Even those who are very cynical about the Putin regime in Russia have been shocked by the decision to launch a full-scale invasion of Ukraine. There has been shock, too, at the significant human cost which has occurred in these first few days of the war, at the sight of children lying in hospital beds and the knowledge that hundreds of civilians – and possibly thousands of soldiers – have already died.
The flow of refugees from Ukraine over the past six days already stands at around 660,000 people, and the UNHCR says that this is set to become Europe’s largest refugee crisis this century. Ukraine’s neighbours should be praised for the support they have provided to those crossing the border in search of safety. Some countries have waived visa requirements for Ukrainians entirely.
Unfortunately, the UK Government has shown its usual reluctance to help the refugees, and while it is slowly being pushed into providing more avenues for Ukrainians to seek safety here, it can and should do much more.
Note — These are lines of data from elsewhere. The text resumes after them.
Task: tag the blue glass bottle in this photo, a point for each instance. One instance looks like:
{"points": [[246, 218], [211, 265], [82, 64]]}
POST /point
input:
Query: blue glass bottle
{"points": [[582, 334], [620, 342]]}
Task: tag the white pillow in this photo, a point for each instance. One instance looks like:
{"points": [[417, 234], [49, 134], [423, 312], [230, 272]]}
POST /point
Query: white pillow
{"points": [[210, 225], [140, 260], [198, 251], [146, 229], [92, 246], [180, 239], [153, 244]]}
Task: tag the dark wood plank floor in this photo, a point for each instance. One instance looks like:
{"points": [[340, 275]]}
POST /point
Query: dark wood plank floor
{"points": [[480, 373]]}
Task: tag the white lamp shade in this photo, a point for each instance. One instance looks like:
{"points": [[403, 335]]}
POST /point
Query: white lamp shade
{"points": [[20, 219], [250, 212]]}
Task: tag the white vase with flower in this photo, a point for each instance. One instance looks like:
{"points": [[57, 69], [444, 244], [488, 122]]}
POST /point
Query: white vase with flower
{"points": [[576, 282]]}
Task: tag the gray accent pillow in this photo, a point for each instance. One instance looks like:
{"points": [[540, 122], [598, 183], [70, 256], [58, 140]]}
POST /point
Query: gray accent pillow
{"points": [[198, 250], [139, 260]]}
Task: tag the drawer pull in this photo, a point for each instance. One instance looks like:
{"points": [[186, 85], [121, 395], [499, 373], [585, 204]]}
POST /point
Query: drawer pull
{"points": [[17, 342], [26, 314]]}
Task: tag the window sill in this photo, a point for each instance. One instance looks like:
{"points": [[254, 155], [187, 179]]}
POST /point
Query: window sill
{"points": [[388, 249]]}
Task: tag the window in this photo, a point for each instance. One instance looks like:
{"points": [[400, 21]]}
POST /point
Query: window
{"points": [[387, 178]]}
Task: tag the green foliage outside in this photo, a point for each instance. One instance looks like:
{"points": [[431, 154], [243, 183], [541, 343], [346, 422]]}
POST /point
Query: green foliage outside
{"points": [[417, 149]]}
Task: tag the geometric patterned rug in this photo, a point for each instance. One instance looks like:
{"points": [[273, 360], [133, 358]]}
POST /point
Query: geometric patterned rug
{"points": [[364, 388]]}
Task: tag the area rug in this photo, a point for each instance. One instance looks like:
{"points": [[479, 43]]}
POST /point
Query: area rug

Not only should we greatly increase the ability of refugees from Ukraine to come to this country, we must also act to support those countries on Ukraine’s borders which are receiving the majority of those fleeing the war. Some, such as Moldova, simply do not have the resources to help tens or hundreds of thousands of people and will need all the humanitarian assistance we can provide.
Supporting the Ukrainian people does of course also mean supporting their capacity to resist the Russians, which they have done extraordinarily bravely. The increasing frustration the Russians will feel at the fact the war has, so far, clearly not gone to plan will only mean they increase the force they use – and how indiscriminately they use it. The Ukrainians need anti-aircraft and anti-tank weapons, vehicles, body armour, communications equipment and light arms if they are going to be able to continue holding out.
It is also essential that we get humanitarian support to Ukraine, particularly food and medical supplies, which are already reportedly running low in some areas. It will become increasingly important to provide water, since it is inevitable that pipelines will be damaged or destroyed.
What the UK has already supplied is making a difference to Ukraine’s ability to defend itself against Russian aggression. This must be both continued and strengthened to help ensure that Ukraine remains a free and independent state.